ここでオケのレベルを云々するつもりは到底ない。私とて人のことを言えるような腕ではない。ただ、驚いたり面白かったりしたことを誰かに言いたい。言いたいし、覚えておきたい。だから書いておこうと思う。
楽器運搬 その2
もういいんだ。いいんだけどさぁ...書いていい?(って誰に同意を求めているのか。)
先日の野外でのコンサート、クラリネットのおじさんがティンパニを運んで来てくれた。古いタイプのいわゆるツーリングワゴンってゆーんですか。それにティンパニ2台。普通、無理ですよね。はい。でも彼は不可能を可能にした。後ろのドアを開けると、ティンパニが2台仲良く横たわっていた...。あ、なるほどね。「おはよう、起きて。」てな感じ。

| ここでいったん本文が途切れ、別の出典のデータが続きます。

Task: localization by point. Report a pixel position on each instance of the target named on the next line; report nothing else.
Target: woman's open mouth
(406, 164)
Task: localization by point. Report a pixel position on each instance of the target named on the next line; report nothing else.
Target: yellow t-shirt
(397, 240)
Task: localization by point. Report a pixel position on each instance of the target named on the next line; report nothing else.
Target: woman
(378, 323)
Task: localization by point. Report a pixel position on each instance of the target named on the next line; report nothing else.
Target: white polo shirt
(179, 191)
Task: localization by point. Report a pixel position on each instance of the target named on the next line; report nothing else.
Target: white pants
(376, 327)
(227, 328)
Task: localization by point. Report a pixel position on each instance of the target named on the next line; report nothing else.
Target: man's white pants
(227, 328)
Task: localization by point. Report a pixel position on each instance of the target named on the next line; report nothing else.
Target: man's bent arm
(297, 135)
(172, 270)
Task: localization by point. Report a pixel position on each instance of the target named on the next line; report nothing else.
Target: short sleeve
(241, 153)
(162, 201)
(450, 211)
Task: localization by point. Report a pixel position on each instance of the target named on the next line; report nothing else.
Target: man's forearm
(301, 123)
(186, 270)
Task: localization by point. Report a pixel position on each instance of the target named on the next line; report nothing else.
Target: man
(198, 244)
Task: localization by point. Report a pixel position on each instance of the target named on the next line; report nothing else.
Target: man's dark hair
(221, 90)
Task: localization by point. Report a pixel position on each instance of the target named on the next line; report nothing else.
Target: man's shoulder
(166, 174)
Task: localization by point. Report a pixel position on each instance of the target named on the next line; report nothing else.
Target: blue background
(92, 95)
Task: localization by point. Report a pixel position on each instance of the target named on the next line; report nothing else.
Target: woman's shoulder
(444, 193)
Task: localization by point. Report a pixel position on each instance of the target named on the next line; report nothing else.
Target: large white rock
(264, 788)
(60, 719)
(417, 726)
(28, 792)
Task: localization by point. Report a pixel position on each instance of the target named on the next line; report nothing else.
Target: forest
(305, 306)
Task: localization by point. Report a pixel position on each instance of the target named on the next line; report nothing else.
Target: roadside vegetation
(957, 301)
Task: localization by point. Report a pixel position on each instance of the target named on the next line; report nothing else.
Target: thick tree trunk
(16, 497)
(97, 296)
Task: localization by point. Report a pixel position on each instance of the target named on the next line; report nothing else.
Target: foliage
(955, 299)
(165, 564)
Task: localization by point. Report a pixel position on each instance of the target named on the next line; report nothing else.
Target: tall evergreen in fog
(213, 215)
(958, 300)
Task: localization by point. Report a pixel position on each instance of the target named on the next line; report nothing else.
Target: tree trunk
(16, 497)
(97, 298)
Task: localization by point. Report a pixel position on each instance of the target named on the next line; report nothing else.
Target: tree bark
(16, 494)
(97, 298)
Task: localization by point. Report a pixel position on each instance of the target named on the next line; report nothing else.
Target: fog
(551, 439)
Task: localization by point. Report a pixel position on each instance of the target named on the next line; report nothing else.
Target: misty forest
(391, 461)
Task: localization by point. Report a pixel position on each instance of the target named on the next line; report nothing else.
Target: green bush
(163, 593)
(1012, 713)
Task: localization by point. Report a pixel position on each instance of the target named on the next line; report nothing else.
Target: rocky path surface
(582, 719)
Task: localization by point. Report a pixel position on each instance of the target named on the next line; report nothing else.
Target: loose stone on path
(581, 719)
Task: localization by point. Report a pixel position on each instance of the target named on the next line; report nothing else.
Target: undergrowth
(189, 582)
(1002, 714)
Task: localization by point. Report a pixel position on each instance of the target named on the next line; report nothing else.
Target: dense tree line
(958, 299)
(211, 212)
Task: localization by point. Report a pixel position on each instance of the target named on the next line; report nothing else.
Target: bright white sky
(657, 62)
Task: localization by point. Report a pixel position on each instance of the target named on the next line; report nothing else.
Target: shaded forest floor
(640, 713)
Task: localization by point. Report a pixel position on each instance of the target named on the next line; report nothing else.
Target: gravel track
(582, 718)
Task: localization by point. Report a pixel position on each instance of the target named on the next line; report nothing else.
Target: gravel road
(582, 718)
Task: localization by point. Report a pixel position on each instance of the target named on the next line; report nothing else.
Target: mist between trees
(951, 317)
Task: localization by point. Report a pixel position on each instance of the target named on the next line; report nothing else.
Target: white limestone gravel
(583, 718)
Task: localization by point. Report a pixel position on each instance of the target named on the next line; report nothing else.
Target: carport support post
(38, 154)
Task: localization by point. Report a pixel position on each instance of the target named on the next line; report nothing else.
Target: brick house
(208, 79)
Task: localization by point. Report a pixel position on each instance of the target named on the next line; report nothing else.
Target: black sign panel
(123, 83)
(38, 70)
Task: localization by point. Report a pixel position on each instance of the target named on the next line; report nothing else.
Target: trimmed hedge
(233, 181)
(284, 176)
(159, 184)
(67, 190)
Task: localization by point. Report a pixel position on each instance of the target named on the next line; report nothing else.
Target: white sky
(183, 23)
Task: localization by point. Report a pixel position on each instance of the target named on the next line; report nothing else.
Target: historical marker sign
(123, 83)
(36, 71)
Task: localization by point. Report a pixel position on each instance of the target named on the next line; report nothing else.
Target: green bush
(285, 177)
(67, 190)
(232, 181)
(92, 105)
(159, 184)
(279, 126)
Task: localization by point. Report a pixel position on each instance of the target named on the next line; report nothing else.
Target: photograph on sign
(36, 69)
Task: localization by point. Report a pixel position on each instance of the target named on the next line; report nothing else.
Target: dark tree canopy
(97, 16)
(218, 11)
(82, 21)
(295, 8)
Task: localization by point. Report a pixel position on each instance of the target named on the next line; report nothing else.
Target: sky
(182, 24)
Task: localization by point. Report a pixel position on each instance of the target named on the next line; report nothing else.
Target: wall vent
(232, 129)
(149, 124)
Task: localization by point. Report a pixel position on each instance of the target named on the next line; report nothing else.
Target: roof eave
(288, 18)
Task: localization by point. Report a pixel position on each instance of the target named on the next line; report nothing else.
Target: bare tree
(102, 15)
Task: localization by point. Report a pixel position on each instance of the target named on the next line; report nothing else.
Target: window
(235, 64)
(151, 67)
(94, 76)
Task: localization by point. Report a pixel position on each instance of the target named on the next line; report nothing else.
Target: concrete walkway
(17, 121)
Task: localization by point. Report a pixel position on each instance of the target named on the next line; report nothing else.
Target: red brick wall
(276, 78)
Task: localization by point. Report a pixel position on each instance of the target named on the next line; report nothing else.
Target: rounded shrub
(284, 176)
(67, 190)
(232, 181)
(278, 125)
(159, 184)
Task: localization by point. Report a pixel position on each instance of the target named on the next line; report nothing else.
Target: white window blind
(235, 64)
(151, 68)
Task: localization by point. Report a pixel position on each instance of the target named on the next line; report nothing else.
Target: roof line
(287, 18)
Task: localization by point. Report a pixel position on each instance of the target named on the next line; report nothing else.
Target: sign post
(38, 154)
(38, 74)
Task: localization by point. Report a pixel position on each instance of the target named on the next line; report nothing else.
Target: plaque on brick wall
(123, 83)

その車は、後ろの座席を取り外してあったりして、思うに間違いなく彼はいい人だ。
チューニング
先の演奏会で気が付いたんだが、最初のチューニングを2回やっていた。即ちAとB♭ それって何か良くない? かつて「管楽器は付き合いで音出してるだけ」なんて聞いたことがあり、ふぅ〜んと思ったんですが。そういうやり方をするところもあるのかな? その筋の方、ご意見下さい。 私は相変わらずティンパニのチューニングを待ってもらえないのが寂しいけど...。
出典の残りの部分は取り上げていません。